Why Y Combinator News is so popular? - martinbc

Sometimes newbie questions are the most interesting , it isn't this case, but let's see what happen.<p>The point is that I can't understand why Hacker News has so success.. 
Design is very poor and seems like 90's websites, the submit form is saddest of all the web. Social interaction is almost zero, is an involution of forums (which we know that they went out of fashion).<p>I know that I has some innovative business logic with its submissions, positive votes and karma. But I am sure that if anyone try to do something like this, (now or at 2007 when Hacker News was born), it would have less than ten visits per day.<p>I have to say that it generate me a great confusion, because as you know, all technologies and web sites move toward social media, innovated designs, javascript... We spend hours and hours trying to javascript works and making the best look &#38; feel. And then you see how simple is Hacker News and I don't know if I have mistaken of profession and I had to be lawyer.<p>So, WHY we love it?<p>I hope you understand my humor, because my English is not the best.
======
geoffschmidt
Because HN actually has the best content, it doesn't have to do any of the
other things you mention to get users. So it can focus on the thing that
really matters, which is the value that users get from the site, which in the
case of HN has nothing to do with graphic design or trend-following social
features.

If something is low quality, but many people use it anyway, that means that
there is a part of it that is truly world class.

------
paulsutter
When the evidence strongly contradicts your assumptions, you may want to
revisit them.

I'n here because the featured articles and comments are well aligned with the
interests of technology entrepreneurs like me. HN development effort is wisely
directed towards improving voting and ranking.

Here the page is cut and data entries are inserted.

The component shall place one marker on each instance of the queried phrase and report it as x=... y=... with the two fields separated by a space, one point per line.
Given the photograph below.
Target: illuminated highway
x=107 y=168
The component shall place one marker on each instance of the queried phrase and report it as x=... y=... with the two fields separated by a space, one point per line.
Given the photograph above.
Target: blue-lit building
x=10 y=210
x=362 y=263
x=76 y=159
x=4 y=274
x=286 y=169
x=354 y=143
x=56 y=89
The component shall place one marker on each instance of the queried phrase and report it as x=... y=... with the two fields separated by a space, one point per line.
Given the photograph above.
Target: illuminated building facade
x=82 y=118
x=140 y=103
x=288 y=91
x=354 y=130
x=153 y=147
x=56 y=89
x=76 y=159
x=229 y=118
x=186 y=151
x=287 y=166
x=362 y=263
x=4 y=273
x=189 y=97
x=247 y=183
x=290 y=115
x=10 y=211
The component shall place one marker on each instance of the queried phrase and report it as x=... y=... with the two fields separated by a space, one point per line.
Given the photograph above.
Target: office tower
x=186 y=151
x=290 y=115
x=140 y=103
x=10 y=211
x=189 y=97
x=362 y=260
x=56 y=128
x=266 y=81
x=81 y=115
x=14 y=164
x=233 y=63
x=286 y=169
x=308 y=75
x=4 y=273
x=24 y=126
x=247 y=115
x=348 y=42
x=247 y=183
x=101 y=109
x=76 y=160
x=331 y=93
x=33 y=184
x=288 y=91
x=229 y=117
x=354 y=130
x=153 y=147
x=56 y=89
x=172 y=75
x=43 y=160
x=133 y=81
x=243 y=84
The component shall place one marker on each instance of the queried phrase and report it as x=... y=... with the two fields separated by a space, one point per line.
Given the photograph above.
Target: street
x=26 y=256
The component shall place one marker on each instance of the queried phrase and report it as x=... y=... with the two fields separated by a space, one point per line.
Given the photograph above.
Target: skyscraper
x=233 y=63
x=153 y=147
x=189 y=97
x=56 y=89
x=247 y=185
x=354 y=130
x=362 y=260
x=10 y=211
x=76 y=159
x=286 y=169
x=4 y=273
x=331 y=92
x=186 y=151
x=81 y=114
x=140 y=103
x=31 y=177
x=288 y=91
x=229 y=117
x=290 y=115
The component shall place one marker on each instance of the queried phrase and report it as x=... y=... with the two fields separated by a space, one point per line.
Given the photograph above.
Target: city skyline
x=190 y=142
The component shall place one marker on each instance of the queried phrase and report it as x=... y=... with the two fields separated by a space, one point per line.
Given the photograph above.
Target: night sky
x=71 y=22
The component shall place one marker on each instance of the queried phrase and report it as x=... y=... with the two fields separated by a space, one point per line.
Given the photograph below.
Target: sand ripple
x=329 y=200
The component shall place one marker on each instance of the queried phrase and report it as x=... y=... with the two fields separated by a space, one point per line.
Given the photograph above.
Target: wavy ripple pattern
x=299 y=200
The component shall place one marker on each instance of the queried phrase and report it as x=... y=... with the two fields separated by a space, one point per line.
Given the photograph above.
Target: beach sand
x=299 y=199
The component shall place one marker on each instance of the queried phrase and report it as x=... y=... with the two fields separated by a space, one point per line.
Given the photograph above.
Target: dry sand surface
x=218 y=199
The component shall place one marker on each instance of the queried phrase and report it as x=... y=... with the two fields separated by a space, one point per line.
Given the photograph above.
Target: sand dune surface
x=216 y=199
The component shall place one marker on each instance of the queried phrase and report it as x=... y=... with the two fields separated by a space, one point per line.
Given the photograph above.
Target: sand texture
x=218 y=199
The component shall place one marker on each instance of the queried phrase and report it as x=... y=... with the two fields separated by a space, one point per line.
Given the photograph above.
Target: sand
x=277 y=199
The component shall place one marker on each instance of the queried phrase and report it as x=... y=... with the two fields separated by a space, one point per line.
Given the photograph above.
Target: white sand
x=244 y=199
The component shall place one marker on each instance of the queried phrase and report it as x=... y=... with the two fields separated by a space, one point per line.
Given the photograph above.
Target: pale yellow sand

Making the "innovations" you describe would be like using cake frosting to put
a fancy design on a grilled salmon.

I love the existing low latency/low bandwidth design of HN. It works great on
my iphone in limited connectivity conditions, much better than normal
websites. It's a real plus, but minor compared to the quality of articles and
comments.

------
project23
I can't answer for others but here are my personal reasons (in no particular
order):

1\. The community. Its better than anything I can find elsewhere at the moment
for its size and diversity.

2\. The content. This, like the answer above, is the same.

3\. Engagement levels are decent.

Please note that better does not mean best, it just means its better that
anything else I can find.

------
coryl
For me: \- Really good articles and content posted and upvoted.

\- Good quality comments and lots of expertise from individuals from every
sector of tech.

\- No trolls / bs comments like most anonymous forums (ok, a few, but they get
downvoted quickly).

------
27182818284
Every other social news site tends to pull away from techish news. Hacker News
does it too from time to time, but on the average, it does a good job at it. I
also love people like Peter Norvig jumping in and talking about a subject or
some random startup "Show HN"ing their new product.

------
csense
1) The subject matter.

2) High-quality comments.

3) I actually like sites with a simple UI. I still haven't figured out the
Reddit user interface. I gave up on Facebook years ago, after their third or
fourth site redesign.

------
saiko-chriskun
As with all things, community (i.e. network-effect) is what's most important.

e.g. craigslist

------
thejteam
The slightly obnoxious answer would be volumes of people trying to suck up to
the YCombinator decision makers. Despite this sucking up, the discussion,
especially if you are good at scanning through comments, is still the best I
have seen. So that is why I like it.

------
pmtarantino
People using it.